Ditch that lot, no matter what dietary plan you follow, and your body will thank you.
You’ll need to dig a little deeper if you want to incorporate the more transformational gifts of the lifestyle.
The real magic happens off the plate, in the daily habits and rituals of Mediterranean life. Before you despair at the “Duh!” moment that you are not, yourself, actually in the Mediterranean, know that you can incorporate some of the wellness lessons of the region in whatever possibly polluted hovel you are reading this.
The Mediterranean lifestyle is holistic, and embraces being physically active by choice and preference, and a pure quality of food, with long ingrained traditions of family and community. Those factors are not insignificant. They contribute to well-being. Meals are long, communal affairs that provide refuge and a calmness and return to perspective in a busy day. Again, if you have been there, think about how life unfolded around you, and how you so loved and allowed yourself to surrender to the sense of being in the moment.

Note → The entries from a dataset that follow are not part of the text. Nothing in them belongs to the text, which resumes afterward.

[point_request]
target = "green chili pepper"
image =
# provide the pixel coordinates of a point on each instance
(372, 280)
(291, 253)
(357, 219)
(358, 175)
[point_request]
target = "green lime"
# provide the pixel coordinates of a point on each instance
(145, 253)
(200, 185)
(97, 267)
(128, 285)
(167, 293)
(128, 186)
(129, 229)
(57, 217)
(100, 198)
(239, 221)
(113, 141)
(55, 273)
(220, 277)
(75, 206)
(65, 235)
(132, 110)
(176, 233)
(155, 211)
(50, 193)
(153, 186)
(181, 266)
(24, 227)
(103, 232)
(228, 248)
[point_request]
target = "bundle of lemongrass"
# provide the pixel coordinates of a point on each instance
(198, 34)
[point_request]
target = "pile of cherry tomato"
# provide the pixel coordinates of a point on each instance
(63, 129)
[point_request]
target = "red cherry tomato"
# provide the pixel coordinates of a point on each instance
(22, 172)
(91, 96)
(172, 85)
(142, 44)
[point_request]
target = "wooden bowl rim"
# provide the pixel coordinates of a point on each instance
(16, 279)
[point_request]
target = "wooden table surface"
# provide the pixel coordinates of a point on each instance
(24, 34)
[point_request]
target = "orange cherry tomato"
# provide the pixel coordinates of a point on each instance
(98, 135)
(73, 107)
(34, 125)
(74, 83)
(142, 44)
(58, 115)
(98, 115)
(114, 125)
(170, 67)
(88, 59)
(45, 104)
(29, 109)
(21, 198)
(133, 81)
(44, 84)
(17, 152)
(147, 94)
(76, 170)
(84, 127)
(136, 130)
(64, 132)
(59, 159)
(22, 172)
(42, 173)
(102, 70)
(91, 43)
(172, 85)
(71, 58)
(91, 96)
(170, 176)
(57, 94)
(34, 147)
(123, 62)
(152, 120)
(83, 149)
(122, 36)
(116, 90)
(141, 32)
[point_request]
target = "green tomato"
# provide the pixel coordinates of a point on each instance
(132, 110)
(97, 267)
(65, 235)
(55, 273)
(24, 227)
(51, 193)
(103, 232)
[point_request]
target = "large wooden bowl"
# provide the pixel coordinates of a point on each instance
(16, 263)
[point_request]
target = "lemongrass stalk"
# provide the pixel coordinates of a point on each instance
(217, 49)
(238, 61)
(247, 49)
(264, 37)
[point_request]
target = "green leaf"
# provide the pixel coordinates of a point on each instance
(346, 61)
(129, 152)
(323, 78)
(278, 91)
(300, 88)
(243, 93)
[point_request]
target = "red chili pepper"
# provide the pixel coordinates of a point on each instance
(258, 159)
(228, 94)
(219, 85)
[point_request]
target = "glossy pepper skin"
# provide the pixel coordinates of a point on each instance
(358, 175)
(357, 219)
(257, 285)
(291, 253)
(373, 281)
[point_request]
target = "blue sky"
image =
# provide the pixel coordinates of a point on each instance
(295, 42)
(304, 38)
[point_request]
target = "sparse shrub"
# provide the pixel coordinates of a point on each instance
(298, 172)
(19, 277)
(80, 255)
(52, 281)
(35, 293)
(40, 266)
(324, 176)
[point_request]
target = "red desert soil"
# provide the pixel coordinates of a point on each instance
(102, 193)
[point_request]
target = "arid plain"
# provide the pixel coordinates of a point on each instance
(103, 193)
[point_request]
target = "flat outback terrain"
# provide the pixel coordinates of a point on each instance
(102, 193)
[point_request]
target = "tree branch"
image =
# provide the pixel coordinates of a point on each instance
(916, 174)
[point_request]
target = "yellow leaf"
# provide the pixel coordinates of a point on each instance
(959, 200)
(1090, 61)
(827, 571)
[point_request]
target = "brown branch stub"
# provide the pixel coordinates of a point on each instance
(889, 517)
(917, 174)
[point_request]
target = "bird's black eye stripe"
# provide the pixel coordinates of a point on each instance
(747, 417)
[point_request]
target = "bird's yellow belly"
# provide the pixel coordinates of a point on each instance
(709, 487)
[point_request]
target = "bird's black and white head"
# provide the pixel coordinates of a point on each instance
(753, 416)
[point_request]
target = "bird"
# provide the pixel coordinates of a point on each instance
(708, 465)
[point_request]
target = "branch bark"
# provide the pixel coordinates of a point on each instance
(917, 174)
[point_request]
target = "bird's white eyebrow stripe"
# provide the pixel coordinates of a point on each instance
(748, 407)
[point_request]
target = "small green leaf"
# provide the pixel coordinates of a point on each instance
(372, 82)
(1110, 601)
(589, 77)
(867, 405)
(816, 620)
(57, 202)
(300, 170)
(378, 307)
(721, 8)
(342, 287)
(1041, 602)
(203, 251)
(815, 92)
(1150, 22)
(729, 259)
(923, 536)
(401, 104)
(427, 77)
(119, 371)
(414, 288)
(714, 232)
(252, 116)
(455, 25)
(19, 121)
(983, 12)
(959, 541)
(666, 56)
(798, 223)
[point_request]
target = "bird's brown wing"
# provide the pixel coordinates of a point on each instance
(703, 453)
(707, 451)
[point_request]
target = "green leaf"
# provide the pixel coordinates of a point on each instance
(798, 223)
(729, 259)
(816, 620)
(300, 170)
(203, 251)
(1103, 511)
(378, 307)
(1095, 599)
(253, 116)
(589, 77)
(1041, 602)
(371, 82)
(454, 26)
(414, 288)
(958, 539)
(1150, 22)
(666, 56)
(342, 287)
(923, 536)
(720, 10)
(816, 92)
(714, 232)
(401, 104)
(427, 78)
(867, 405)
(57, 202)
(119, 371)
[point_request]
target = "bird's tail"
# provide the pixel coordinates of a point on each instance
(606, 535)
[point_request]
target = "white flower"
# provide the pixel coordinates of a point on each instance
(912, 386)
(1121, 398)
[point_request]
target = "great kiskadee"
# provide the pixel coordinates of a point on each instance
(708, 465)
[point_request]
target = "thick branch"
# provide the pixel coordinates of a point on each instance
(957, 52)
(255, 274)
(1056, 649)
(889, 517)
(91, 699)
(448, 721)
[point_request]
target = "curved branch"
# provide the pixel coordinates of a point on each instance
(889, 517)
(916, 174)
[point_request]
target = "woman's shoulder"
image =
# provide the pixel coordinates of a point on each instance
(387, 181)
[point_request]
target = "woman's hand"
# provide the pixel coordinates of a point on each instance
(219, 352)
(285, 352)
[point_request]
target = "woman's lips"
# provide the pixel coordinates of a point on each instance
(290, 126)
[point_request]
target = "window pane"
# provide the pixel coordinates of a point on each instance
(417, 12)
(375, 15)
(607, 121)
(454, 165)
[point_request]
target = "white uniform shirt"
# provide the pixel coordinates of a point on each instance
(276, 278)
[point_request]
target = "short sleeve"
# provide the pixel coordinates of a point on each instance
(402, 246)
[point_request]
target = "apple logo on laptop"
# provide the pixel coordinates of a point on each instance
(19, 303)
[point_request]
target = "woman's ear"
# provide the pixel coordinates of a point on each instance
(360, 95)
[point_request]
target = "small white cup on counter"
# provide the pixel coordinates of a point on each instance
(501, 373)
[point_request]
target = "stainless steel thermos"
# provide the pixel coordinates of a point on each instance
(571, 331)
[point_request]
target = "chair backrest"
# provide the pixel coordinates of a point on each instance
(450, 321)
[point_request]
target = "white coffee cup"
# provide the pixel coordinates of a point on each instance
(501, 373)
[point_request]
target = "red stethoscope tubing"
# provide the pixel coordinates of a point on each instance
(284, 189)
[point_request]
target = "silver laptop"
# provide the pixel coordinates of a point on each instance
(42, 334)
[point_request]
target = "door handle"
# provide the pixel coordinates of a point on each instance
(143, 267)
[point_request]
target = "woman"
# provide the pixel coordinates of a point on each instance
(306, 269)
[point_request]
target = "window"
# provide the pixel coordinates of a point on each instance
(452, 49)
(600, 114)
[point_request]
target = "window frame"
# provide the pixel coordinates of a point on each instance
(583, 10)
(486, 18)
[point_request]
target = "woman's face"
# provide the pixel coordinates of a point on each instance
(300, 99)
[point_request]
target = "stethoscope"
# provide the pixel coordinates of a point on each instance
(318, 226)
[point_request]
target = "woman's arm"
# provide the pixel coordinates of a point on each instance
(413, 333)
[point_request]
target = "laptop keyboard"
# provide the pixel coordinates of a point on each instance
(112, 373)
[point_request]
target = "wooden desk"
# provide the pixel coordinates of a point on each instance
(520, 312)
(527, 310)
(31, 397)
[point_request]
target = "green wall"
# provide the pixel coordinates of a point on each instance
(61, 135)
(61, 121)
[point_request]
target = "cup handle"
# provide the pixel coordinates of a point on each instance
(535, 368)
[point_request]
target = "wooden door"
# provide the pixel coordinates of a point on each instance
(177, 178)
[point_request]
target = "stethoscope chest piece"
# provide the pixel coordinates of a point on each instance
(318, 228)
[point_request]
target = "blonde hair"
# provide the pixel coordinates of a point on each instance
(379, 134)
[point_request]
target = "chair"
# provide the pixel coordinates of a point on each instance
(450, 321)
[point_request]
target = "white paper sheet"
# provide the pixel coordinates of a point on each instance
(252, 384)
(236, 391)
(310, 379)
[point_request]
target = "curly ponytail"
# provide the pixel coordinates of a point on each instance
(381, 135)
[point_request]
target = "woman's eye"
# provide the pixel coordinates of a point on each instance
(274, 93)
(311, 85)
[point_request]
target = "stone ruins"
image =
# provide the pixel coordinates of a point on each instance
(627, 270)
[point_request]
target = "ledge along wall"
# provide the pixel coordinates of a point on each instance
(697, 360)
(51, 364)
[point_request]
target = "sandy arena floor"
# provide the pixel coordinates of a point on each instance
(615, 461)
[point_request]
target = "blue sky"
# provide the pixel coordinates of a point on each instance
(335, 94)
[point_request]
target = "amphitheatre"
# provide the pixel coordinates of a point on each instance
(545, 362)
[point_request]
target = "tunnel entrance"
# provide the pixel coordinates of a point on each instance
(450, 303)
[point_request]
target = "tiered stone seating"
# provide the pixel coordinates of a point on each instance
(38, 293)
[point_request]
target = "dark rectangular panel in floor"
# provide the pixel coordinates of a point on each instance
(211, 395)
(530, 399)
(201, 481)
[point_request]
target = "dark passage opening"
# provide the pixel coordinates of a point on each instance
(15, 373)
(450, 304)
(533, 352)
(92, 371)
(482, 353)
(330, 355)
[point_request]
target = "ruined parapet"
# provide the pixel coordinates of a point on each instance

The Mediterranean lifestyle invariably involves caring about the preparing of meals, because the Mediterraneans care about the consuming and sharing of them.
It may not be our reality to scratch cook everything and celebrate long, family meals every day, but what’s stopping you from trying to a little more? Or putting more effort into getting better ingredients? If you’re eating alone, just unplugging and eating slowly decreases stress, aids digestion, and creates calm. You like calm, don’t you?
The X factor of the Mediterranean Diet is probably being in the Mediterranean. But you can recreate the food disciplines, the habits and the mindset at home. You really can. You can acceptably emulate the ingredients — not exactly, but certainly sufficiently!
And do you really need a guru to tell you to make time to share the meal, and yourself, with the people you care about and who care about you, and to turn off your damn phone for a while?